In applying this approach, ASA concluded the advert was misleading. The ad breached CAP Code (Edition 12) rules in “Misleading advertising”, “Substantiation” and “Environmental claims”, and ASA has warned it is not to appear again in its current form.

Market confusion over “renewables”

For its part, Good Energy has been active in raising awareness of the facts behind renewable energy in the UK, highlighting some common schemes whereby consumers might be misled into the “renewable-ness” of the energy they purchase. A survey conducted by Good Energy and YouGov last year found that whilst over 8 in 10 (84%) of the UK consider ‘renewable energy’ to be important to them, 58% do not have a very good understanding of what it actually means.

The research paints a picture of confusion in a market in which there are a growing number of renewable energy providers, indicating that many are failing to be fully transparent with consumers.

According to Good Energy, Ofgem’s Renewable Energy Guarantee of Origin (REGO) scheme provides certificates for each unit of electricity generated by a renewable source. However, these certificates can be purchased without the energy they are associated with at very low cost, which several suppliers are taking advantage of in order to offer low cost ‘renewable’ tariffs which do not encourage any additional renewable energy generation. This is leading to a perception that you no longer need to pay more for 100% renewable electricity, yet customers are unaware of how their energy bills go back into funding renewable generation.

Good Energy conducted some industry research asking suppliers which provide a ‘100% renewable’ electricity tariff how they do so, and found the following:

Company A Owns and operates its own wind and solar farms, from which it sources around a third of its energy. The rest is from the National Grid, with cheap REGO certificates purchased separately in order to call it ‘renewable’.
Company B Purchases 20% directly from renewable generators, with the REGOs to show for it. But the remainder is REGO only.
Company C Offers a ‘100% renewable electricity’ tariff with a £5 a month (£60 a year) premium, promising to buy the REGO certificates to account for your usage. Purchasing the REGO certificates to cover an average household’s annual usage costs about 47p.
Company D Focuses on a digital strategy to drive costs down for customers, and offers ‘100% renewable electricity’ as an additional benefit. But admits 100% of its electricity is covered by REGO certificates purchased independently of the energy, stating ‘we’re a retailer, not a generator’.

Juliet Davenport, founder and CEO of Good Energy, said “There are some positives to take out of our research, not least how many people value the importance renewable energy. We’ve seen a big surge of interest in the market in the last two to three years, which is great, but it’s also why it’s so important that people know what they’re buying and investing in.
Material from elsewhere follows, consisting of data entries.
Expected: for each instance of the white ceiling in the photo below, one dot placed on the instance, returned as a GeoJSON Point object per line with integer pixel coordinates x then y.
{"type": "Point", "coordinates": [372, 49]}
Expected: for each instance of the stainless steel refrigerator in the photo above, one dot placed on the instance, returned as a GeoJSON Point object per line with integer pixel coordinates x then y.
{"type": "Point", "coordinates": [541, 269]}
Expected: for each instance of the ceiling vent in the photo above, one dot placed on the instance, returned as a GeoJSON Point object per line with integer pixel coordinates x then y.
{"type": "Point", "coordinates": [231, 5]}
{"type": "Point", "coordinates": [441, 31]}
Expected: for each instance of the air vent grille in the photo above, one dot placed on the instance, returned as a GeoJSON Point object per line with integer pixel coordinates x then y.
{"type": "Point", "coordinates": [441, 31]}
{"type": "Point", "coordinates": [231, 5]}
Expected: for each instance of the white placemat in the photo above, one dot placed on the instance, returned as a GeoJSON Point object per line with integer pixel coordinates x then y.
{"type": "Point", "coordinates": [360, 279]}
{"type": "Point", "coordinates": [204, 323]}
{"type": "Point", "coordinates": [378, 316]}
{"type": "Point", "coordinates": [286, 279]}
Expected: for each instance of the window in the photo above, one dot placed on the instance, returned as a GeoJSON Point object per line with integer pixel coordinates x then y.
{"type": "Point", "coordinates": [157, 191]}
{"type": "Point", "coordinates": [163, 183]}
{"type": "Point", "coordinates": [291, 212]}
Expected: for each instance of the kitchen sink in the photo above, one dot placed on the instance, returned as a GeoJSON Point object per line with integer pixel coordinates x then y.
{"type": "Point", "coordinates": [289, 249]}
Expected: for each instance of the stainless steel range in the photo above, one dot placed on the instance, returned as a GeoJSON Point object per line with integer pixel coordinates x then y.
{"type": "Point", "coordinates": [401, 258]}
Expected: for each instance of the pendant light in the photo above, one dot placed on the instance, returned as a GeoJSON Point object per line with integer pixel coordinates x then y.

“You choose a renewable energy provider because you want to make a difference in combatting climate change. We don’t believe customers would be happy if they knew that their ‘100% renewable’ tariff was making effectively zero impact on renewable energy generation, and by extension any efforts to move towards a cleaner, greener future. This is also against a backdrop of reduced government support, which is translating into a huge drop off in renewable investment.”